Brasileiro não gosta,mesmo, de democracia?

 
Notícia divulgada pelo portal Terra, reproduzindo outra do Financial Times, dá conta de que pesquisa realizada na América Latina por uma entidade chamada Latinobarómetro constata que apenas 30% dos brasileiros acreditam na democracia, destacando que:

“Os latino-americanos aparentemente estão desencantados com a incapacidade dos políticos de resolver os problemas econômicos e promover a igualdade. Os latino-americanos acreditam mais na Igreja Católica, na televisão e nas Forças Armadas, nessa ordem, do que em seus respectivos presidentes, polícia e poder judiciário.”

www.terra.com.br, 03.08.2001

Assim como, segundo Nelson Rodrigues, “toda unanimidade é burra“, pode-se dizer que toda generalização é grosseira. Daí, ser necessário, no mínimo, algumas considerações sobre a generalização de que o brasileiro não gosta de democracia que somos forçados a fazer ao tomar conhecimento da pesquisa. Em primeiro lugar, vale a pena, retomar a velha tirada irônica de Churchill.

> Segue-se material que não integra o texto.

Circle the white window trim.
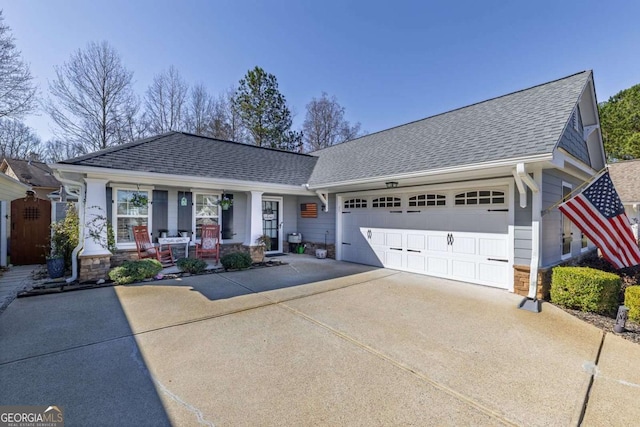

“A democracia é a pior forma de governo, exceto todas as outras que têm sido tentadas de tempos em tempos.”

Winston Churchill, 1874-1965, estadista inglês

Qualquer outro regime político já tentado, como diz Churchill, tem o sério inconveniente de forçar a imposição da vontade de alguns sobre a vontade da maioria e, aí, independente de sua coloração ideológica, torna-se autoritário e, portanto, antidemocrático.
A democracia, embora seja inevitável, é, de fato, algo ainda mais exigente num país forjado sob a égide do autoritarismo (ver a respeito número 190). Em 500 anos de história, só tivemos, na prática, 37 de regime democrático (pouco mais de 7%). Foram os anos da redemocratização, após a segunda guerra (1946 a 1964) e depois do fim dos governos militares (1986 a 2001). O período da chamada República Velha (da Proclamação da República até o Estado Novo) não conta. As eleições eram viciadas, feitas “a bico de pena”.
Com tão pouca prática histórica da democracia política, talvez não fosse de estranhar essa preferência tão escassa pelo regime.
Mas só essa explicação não parece ser suficiente. Os resultados da pesquisa e os comentários que a acompanham indicam um forte componente de desilusão. Como se a democracia tivesse sido oferecida feito um remédio para todos os males do país e, não resolvendo tudo (e até criando outros), passasse a ser desprezada. Some-se a isso o verdadeiro festival de escândalos, com a exposição na mídia de todo tipo de falcatruas perpetradas por políticos da mais alta extirpe, e tem-se o resultado apontado.
A conclusão parece mais ou menos lógica: “democracia para quê se só serve para os políticos fazerem safadeza, enquanto o povo vive na mais dura condição social?. Não seria melhor uma ditadurazinha que acabasse com essa pouca vergonha e, de quebra, desse melhores condições de vida para o povo?
Contra esse raciocínio aparentemente cristalino, há duas coisas a fazer por parte da minoria que vai além dele: a defesa intransigente da democracia no cotidiano e a prática severa e sem complacência do voto conseqüente. Se todo cidadão consciente não votasse, sob nenhum pretexto, num político afeito a uma falcatrua, em alguns anos o quadro estaria bem melhor.
Portanto, se é verdadeiro o resultado da pesquisa, o futuro da democracia no país (e, de resto, o próprio futuro do país já que ele não o tem fora da democracia) depende da minoria (os 30%) que acreditam na sua importância. A responsabilidade é, pois, muito grande.